Blythe v. Bell (Lawyers Weekly No. 12-15-1199, 17 pp.) (James L. Gale, J.) 2012 NCBC 60
Holding: In the absence of an operating agreement, when LLC member Hickory Brands, Inc. assigned its interest in the LLC to other members, no consent was required and Hickory Brands was then no longer a member of the LLC. When another LLC member, defendant Joseph, later assigned his interest to (then non-member) Hickory Brands, Hickory Brands received only Joseph’s economic interest in the LLC, and Joseph retained his control interest pending the members’ unanimous consent to the assignment.
Defendants’ motion for partial summary judgment is granted. Plaintiffs’ motion for partial summary judgment is denied.

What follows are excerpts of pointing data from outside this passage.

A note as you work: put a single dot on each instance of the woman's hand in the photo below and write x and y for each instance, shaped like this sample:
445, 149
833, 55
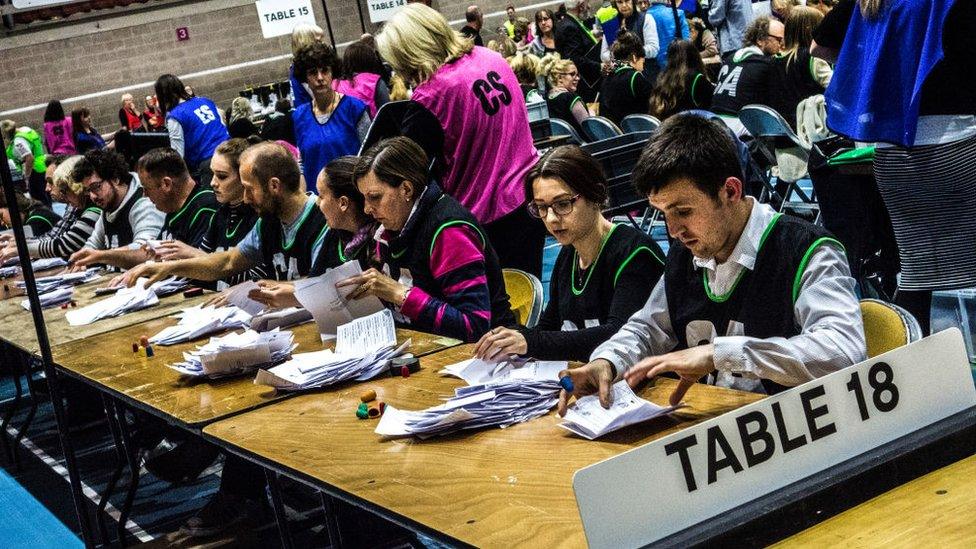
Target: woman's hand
500, 343
376, 283
275, 295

In reaching this decision, the court resolves a potential conflict between two phrases within G.S. § 57C-5-02. One restrictively states that an assignee “receives only the distributions and allocations to which the assignor would be entitled but for the assignment.” The other provides that “a member ceases to be a member upon assignment of all of his membership interest.”
The court interprets the N.C. Limited Liability Company Act to allow members, absent a contrary agreement, to transfer both their economic and control membership interests to existing members without unanimous member consent.
Under the default provisions of the Act, a member assignor ceases to be a member under § 57C-5-02 once his entire interest is assigned. Such assignment is immediately complete upon assignment as between existing members without the need for further member consent, but as to an assignment to a non-member, the assignor does not cease being a member until the assignee is admitted pursuant to the provisions of § 57C-5-04.